Similarly, at a time when most leading Progressives (including Wilson) supported racial segregation and turned a blind eye to the horrors of the Jim Crow South, Mencken attacked the lawlessness of "Klu Kluxry" and routinely praised (and published) the work of black writers, including W.E.B. Du Bois, Walter White, and George Schuyler. White later said that Mencken pushed him to write his first novel, The Fire in the Flint, and then helped him secure a publisher. Zora Neale Hurston was a major Mencken fan. And according to the Harlem Renaissance giant James Weldon Johnson, "Mencken had made a sharper impression on my mind than any other American then writing."
Because the last volume of Prejudices came out in 1927, readers of this handsome new edition unfortunately miss one of Mencken's most perceptive critiques of majoritarianism, his 1930 assault in The American Mercury on Supreme Court Justice Oliver Wendell Holmes. First appointed to the Court in 1902, Holmes became an icon to the reform-minded thanks to his dissenting opinions in cases like Lochner v.

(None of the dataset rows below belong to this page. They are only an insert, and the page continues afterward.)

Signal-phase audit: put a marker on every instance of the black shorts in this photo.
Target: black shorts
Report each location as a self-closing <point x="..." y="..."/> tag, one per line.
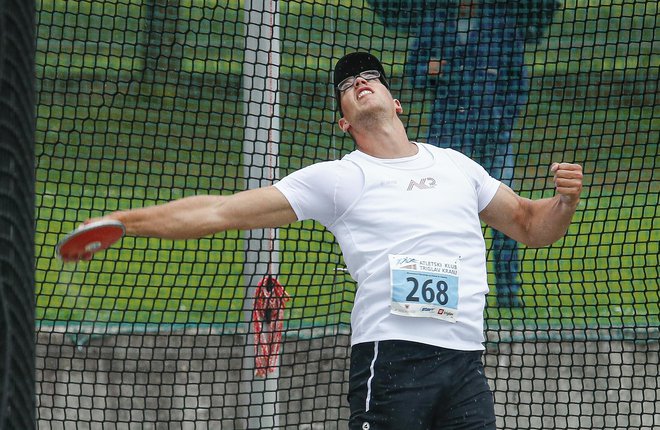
<point x="399" y="385"/>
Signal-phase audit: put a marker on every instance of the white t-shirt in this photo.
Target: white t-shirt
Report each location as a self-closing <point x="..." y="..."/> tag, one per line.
<point x="425" y="209"/>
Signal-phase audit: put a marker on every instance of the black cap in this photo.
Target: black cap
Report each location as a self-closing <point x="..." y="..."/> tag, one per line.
<point x="353" y="64"/>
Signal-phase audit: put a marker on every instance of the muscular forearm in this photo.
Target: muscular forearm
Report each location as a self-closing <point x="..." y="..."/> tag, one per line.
<point x="549" y="220"/>
<point x="187" y="218"/>
<point x="198" y="216"/>
<point x="537" y="223"/>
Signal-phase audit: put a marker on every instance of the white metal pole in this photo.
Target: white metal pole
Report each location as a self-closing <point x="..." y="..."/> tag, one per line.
<point x="260" y="157"/>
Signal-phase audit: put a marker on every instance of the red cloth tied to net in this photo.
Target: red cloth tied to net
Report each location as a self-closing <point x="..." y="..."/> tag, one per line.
<point x="268" y="321"/>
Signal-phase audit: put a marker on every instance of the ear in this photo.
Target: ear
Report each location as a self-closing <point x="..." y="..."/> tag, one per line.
<point x="344" y="125"/>
<point x="399" y="108"/>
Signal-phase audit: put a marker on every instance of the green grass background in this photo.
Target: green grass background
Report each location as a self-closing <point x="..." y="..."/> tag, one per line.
<point x="111" y="135"/>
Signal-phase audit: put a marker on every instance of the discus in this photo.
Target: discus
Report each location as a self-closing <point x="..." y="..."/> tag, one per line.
<point x="89" y="239"/>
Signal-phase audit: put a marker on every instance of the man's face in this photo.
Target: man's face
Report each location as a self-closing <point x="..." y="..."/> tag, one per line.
<point x="366" y="98"/>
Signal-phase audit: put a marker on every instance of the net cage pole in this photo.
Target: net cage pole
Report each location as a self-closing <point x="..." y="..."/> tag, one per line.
<point x="260" y="151"/>
<point x="17" y="210"/>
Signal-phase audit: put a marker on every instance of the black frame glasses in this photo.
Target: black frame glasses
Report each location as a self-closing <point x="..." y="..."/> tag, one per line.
<point x="367" y="75"/>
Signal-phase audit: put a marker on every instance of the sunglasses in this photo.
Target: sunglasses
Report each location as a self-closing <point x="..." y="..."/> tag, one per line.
<point x="367" y="75"/>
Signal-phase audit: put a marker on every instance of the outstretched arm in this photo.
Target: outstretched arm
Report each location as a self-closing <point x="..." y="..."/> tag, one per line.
<point x="542" y="222"/>
<point x="198" y="216"/>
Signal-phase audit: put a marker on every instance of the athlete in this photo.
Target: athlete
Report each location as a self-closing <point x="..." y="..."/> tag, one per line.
<point x="407" y="216"/>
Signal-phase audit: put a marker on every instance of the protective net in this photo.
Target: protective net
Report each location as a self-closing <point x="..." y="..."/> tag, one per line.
<point x="142" y="102"/>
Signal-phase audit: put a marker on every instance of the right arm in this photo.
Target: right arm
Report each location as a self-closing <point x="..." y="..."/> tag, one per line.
<point x="198" y="216"/>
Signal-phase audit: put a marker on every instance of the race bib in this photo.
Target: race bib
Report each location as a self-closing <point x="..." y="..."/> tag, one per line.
<point x="424" y="286"/>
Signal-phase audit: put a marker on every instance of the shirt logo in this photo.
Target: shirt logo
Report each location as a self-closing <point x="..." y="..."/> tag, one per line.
<point x="423" y="184"/>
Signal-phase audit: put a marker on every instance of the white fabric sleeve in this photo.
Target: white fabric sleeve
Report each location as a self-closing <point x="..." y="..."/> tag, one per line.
<point x="322" y="191"/>
<point x="485" y="185"/>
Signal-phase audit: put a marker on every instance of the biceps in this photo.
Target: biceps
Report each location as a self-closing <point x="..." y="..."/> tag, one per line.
<point x="506" y="213"/>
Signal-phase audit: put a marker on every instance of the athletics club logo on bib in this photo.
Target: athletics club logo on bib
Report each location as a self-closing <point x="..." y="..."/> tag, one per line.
<point x="424" y="286"/>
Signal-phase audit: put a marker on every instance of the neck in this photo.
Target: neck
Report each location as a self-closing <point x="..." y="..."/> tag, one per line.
<point x="388" y="140"/>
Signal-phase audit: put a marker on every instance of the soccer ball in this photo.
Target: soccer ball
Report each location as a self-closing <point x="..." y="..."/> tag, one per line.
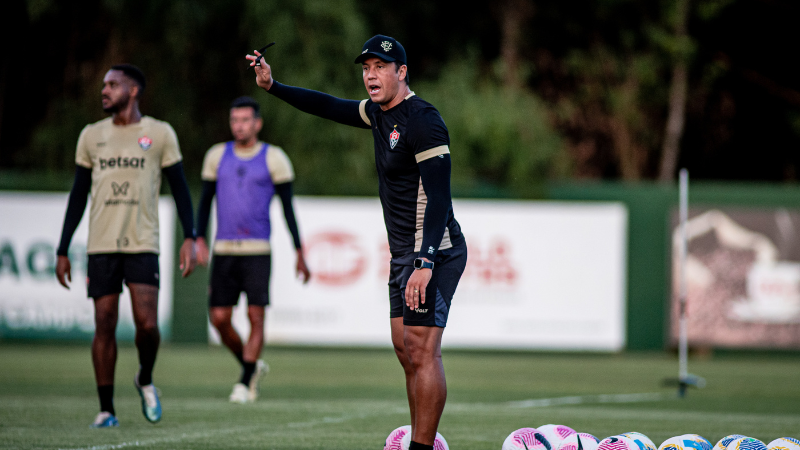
<point x="617" y="443"/>
<point x="525" y="438"/>
<point x="784" y="444"/>
<point x="746" y="443"/>
<point x="438" y="443"/>
<point x="393" y="441"/>
<point x="588" y="442"/>
<point x="696" y="441"/>
<point x="642" y="441"/>
<point x="555" y="434"/>
<point x="687" y="442"/>
<point x="722" y="444"/>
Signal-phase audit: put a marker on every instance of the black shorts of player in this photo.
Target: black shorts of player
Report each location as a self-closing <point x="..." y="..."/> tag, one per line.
<point x="105" y="272"/>
<point x="448" y="266"/>
<point x="233" y="274"/>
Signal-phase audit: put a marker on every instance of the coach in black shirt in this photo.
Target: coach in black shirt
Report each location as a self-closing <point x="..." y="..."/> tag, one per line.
<point x="429" y="253"/>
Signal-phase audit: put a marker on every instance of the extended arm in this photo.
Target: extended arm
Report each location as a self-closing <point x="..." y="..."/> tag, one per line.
<point x="183" y="203"/>
<point x="284" y="191"/>
<point x="75" y="207"/>
<point x="320" y="104"/>
<point x="346" y="112"/>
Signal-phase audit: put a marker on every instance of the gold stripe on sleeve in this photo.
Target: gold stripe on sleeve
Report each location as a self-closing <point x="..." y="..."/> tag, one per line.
<point x="362" y="109"/>
<point x="435" y="151"/>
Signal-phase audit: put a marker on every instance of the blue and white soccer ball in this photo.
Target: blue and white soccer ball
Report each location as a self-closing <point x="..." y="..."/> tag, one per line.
<point x="722" y="444"/>
<point x="525" y="438"/>
<point x="438" y="444"/>
<point x="555" y="434"/>
<point x="696" y="441"/>
<point x="784" y="444"/>
<point x="588" y="442"/>
<point x="642" y="441"/>
<point x="394" y="438"/>
<point x="746" y="443"/>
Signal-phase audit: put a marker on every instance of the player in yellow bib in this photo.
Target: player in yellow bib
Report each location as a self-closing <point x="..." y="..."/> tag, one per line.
<point x="119" y="162"/>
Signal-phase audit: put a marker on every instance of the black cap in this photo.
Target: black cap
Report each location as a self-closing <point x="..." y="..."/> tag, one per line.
<point x="383" y="47"/>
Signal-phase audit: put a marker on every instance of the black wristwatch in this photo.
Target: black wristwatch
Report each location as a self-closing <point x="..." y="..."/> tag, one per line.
<point x="420" y="263"/>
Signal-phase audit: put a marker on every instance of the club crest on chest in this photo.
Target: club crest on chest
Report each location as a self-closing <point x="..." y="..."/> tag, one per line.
<point x="393" y="138"/>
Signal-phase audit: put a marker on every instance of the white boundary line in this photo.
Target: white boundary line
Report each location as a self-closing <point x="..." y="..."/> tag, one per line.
<point x="533" y="403"/>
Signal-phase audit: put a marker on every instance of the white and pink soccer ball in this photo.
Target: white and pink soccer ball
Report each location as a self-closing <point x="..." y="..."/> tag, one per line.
<point x="555" y="434"/>
<point x="617" y="443"/>
<point x="438" y="444"/>
<point x="588" y="442"/>
<point x="524" y="438"/>
<point x="642" y="441"/>
<point x="394" y="438"/>
<point x="785" y="443"/>
<point x="746" y="443"/>
<point x="722" y="444"/>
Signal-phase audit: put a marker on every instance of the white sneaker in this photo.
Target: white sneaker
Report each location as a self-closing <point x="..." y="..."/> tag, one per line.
<point x="240" y="394"/>
<point x="105" y="420"/>
<point x="261" y="369"/>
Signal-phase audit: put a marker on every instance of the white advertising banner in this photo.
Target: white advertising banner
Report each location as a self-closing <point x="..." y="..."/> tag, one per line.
<point x="32" y="302"/>
<point x="540" y="275"/>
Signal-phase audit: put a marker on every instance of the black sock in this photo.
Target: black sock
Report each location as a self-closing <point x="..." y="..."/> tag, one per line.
<point x="418" y="446"/>
<point x="248" y="368"/>
<point x="106" y="394"/>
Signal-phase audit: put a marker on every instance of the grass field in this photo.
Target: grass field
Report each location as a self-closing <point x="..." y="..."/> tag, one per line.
<point x="351" y="399"/>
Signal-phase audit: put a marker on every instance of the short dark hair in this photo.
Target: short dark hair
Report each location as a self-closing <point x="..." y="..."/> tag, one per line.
<point x="247" y="102"/>
<point x="134" y="73"/>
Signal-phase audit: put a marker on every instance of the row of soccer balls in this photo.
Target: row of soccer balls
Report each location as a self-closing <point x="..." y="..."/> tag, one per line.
<point x="562" y="437"/>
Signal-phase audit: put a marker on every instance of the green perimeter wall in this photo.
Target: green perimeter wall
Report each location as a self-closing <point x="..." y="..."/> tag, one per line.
<point x="649" y="207"/>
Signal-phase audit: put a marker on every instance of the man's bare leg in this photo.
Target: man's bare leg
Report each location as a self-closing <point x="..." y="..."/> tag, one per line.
<point x="220" y="317"/>
<point x="255" y="343"/>
<point x="104" y="348"/>
<point x="402" y="356"/>
<point x="424" y="348"/>
<point x="144" y="302"/>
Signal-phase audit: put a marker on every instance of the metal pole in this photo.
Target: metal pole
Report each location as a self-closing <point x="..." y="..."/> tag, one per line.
<point x="683" y="351"/>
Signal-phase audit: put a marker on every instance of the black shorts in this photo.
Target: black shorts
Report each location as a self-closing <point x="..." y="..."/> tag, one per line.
<point x="448" y="267"/>
<point x="233" y="274"/>
<point x="105" y="272"/>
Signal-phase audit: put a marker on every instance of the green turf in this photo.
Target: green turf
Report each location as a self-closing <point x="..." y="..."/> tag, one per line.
<point x="352" y="399"/>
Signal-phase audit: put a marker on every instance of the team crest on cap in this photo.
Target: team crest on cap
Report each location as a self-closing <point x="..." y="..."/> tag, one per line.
<point x="145" y="142"/>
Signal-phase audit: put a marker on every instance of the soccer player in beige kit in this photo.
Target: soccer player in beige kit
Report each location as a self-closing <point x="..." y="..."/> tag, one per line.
<point x="120" y="160"/>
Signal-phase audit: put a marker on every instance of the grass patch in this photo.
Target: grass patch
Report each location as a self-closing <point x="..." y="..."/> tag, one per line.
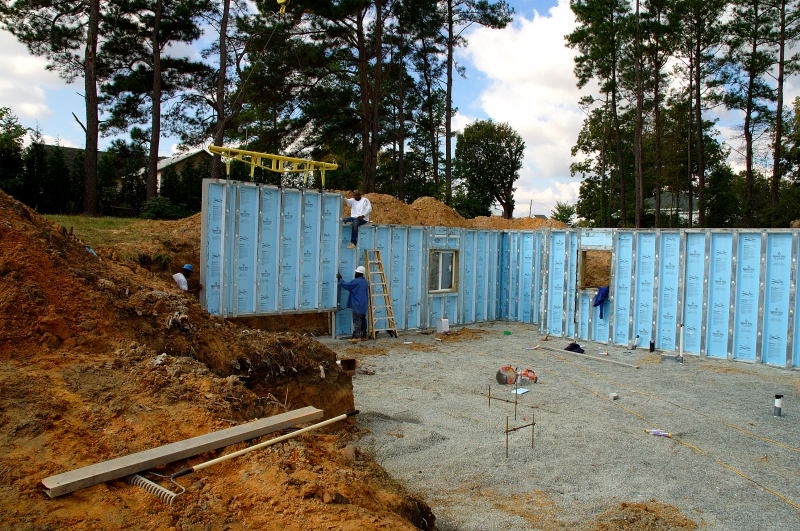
<point x="98" y="231"/>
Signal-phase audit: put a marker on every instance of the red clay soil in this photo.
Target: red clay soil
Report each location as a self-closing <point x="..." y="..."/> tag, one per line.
<point x="100" y="358"/>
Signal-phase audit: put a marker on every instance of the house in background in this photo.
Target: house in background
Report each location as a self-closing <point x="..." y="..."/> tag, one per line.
<point x="672" y="204"/>
<point x="181" y="161"/>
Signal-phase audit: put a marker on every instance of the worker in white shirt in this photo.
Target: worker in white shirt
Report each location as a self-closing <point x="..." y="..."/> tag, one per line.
<point x="360" y="207"/>
<point x="182" y="276"/>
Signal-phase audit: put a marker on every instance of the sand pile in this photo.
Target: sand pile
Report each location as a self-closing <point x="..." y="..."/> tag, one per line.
<point x="498" y="222"/>
<point x="100" y="358"/>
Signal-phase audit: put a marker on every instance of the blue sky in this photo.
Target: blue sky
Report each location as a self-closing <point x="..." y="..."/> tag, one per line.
<point x="521" y="75"/>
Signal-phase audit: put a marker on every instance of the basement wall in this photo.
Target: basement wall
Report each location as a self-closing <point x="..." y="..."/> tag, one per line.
<point x="271" y="251"/>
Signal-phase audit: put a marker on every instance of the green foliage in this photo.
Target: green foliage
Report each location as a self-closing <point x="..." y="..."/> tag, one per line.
<point x="564" y="212"/>
<point x="162" y="208"/>
<point x="488" y="160"/>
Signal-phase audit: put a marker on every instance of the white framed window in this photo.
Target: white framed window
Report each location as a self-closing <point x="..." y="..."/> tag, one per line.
<point x="442" y="268"/>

New York (1905), where Holmes attacked the majority for striking down a maximum working hours law. Mencken dug deeper, surveying Justice Holmes' votes to uphold alcohol prohibition, to prohibit foreign-language teaching during wartime, to permit forced sterilization, and to keep Eugene Debs locked in prison. "Over and over again, in these opinions," Mencken wrote, Holmes "advocated giving the legislature full head-room, and over and over again he protested against using the Fourteenth Amendment to upset novel and oppressive laws, aimed frankly at helpless minorities." This wasn't responsible judging, Mencken concluded; it was judicial abdication. Prejudices was finished, but Mencken was still skewering majoritarian tyrants.
Today, with our simplistic Red-Blue political divide, Mencken's hostility to both church and state would find no comfortable home. That's too bad. The world is a better place when there's someone like H.L. Mencken standing athwart the majority yelling, "Stop!"